Several years ago several con artists moved in on him, set him up beautifully, bled off his working capital, then moved in closer to bail him out in return for control. Somebody recommended me. I had to get Jake to imitate total defeat, and when their guard dropped and they began congratulating each other, we worked our own con game on them. Jake has not forgotten.

He came running across his half acre of carpeting. I introduced him to Meyer. Jake leaned back on his heels and stared up at me, like a man admiring a tall building. “Mr. Meyer,” he said, “how this monster saved my life, believe me! Thieves from the Coast in black neckties, they knew everything. They knew how to peel poor old Jake Karlo like a banana. So what problems could they have with a type like this McGee?

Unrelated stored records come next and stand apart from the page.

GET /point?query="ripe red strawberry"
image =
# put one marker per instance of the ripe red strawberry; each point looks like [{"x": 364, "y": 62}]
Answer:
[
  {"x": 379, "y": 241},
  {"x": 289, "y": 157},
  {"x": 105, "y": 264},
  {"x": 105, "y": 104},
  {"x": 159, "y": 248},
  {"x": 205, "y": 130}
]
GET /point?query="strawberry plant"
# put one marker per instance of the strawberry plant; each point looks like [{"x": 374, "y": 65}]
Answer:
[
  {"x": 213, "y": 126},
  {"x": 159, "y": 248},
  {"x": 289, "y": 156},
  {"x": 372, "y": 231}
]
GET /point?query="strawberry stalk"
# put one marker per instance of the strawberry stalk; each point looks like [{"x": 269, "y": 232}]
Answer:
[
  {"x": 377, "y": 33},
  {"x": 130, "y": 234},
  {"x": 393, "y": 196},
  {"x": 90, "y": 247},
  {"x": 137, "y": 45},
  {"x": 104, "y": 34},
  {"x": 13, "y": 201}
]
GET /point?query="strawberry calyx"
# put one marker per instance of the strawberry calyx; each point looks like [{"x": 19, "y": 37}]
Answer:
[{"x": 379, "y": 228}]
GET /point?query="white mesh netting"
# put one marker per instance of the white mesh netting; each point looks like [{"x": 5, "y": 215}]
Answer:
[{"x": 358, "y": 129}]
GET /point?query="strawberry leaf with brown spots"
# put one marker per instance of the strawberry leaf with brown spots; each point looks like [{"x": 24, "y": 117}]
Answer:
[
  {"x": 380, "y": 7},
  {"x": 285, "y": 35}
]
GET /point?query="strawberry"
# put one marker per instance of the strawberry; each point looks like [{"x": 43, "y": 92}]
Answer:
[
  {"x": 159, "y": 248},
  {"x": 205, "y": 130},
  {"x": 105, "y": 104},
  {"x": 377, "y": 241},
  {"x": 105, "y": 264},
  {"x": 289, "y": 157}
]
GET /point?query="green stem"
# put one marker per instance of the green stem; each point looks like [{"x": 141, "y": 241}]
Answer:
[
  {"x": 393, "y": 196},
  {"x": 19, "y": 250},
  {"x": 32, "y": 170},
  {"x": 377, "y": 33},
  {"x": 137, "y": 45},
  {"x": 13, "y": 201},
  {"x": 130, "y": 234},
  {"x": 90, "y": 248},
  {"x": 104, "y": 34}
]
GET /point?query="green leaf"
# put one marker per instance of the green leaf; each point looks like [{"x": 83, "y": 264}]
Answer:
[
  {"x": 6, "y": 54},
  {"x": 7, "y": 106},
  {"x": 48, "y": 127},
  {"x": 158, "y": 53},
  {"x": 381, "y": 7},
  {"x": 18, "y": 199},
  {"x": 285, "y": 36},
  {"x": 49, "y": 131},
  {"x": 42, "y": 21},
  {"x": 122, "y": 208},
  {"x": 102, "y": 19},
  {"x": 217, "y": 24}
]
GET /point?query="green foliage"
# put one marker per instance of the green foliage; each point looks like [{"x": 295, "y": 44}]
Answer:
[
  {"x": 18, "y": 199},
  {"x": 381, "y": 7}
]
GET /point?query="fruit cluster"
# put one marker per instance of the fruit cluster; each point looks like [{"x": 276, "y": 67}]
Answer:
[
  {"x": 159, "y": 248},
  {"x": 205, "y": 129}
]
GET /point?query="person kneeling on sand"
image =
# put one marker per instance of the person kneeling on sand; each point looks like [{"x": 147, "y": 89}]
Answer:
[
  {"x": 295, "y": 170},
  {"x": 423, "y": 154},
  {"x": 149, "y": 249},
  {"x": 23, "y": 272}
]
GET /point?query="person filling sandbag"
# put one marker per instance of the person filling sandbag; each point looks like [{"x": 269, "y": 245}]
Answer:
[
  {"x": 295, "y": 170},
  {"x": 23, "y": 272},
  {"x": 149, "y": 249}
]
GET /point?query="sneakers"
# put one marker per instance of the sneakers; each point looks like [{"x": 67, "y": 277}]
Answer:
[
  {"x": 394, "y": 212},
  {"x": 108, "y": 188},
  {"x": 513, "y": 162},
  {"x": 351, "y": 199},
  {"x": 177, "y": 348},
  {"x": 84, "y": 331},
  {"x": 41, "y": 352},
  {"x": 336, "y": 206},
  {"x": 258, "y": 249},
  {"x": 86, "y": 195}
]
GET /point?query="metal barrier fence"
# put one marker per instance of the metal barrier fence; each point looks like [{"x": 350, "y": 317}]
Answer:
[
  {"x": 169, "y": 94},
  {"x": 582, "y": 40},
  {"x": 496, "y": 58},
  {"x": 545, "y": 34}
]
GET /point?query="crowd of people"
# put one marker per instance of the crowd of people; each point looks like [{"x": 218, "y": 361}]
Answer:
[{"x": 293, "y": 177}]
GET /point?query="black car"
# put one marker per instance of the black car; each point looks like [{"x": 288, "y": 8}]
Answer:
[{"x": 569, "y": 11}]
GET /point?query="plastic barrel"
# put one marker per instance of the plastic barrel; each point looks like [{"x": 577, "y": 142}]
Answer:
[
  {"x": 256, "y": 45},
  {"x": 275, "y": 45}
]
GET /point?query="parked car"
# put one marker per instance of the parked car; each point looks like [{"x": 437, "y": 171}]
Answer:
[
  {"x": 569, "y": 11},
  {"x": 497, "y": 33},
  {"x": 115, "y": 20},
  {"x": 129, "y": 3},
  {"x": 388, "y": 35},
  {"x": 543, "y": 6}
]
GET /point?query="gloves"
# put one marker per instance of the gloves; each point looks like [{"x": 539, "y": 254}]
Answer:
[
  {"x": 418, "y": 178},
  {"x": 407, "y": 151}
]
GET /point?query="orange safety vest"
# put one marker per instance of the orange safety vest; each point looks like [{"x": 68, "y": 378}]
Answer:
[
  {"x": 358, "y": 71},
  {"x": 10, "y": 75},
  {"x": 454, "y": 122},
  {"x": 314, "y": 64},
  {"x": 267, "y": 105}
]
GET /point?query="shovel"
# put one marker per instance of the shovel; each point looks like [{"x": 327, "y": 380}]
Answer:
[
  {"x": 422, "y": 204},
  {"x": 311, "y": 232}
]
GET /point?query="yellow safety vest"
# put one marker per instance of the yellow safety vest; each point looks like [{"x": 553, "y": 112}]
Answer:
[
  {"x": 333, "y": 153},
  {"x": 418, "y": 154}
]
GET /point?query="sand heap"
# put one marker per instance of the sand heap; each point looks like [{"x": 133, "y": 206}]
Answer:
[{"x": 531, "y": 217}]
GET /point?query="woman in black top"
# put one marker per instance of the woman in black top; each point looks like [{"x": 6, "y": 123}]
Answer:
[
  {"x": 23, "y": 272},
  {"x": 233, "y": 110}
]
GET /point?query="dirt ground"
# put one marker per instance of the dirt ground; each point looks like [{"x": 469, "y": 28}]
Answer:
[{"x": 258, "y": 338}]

Such a big rugged honest one, like they would cast him in westerns, and actors those people eat for breakfast. When they left, maybe it was by Greyhound bus. All we let them keep was the cufflinks and the black neckties, heh? This McGee, he never comes to see an old man just for friendship. Always some favor. What is it now? Jake Karlo’s right arm? All you do is ask, it’s yours.”

“Meyer,” I said, “you will never believe it, but this active young man has twenty-one grandchildren.”

“Twenty-three. Keep track, at least. But not one with the name. Every one we had was a girl yet. Six of them. Who gets the name? My brother’s boy. Such a genius! Seven jobs I try him in. Even emptying wastebaskets, he could find some way to cost me a thousand dollars an hour. Come on. Sit, gentlemen. I told them out there, no calls, no interruptions.”

I told him what I wanted, and he spread out the four photographs of Vangie, the five by sevens. He sat behind his giant desk and looked at them with pursed lips.

“You look,” he said, “you say lovely. Oval face, delicacy, some oriental blood. Absolutely great eyes. Then more and more you keep seeing animal. Like a warning there. Watch out. How about the size, the build?”

“About five seven. Hundred and twenty to twenty-five. But the kind of body that looks riper than the weight. Physical condition of a dancer.”

He nodded. “Sure. One kid I’ve got, she’s five foot and doesn’t go a hundred pounds. Not really so much upstairs or downstairs, but what gives it that look, the waist is practically nothing. You’ve got with her a fourteen-inch difference from waist to hips, nineteen to thirty-three. She’s doing a fishbowl at the Shoreliner, and the bar business, it’s making everybody rich, just when the smart money figured the fishbowl bit was dead forever.”

Seeing the puzzlement on Meyer’s face, I said, “A nude girl dances very slowly, making sort of swimming motions, in a little brightly lighted room directly under the bar. Mirrors reflect the image of her, only about four inches tall, into fishbowls full of water spaced along the bar. It’s an effective illusion. Jake, have you got anybody who might fit the bill?”

“How close does she have to work? What’ll the lighting be?”

“Daylight, but a long way off. Say a hundred feet.”

“So the face is important, but what has got to be right is posture, the way she moves, the way she walks.” He pressed the lever on his intercom and said, “Liz, bring me in the specialty book, the one the cover is green on.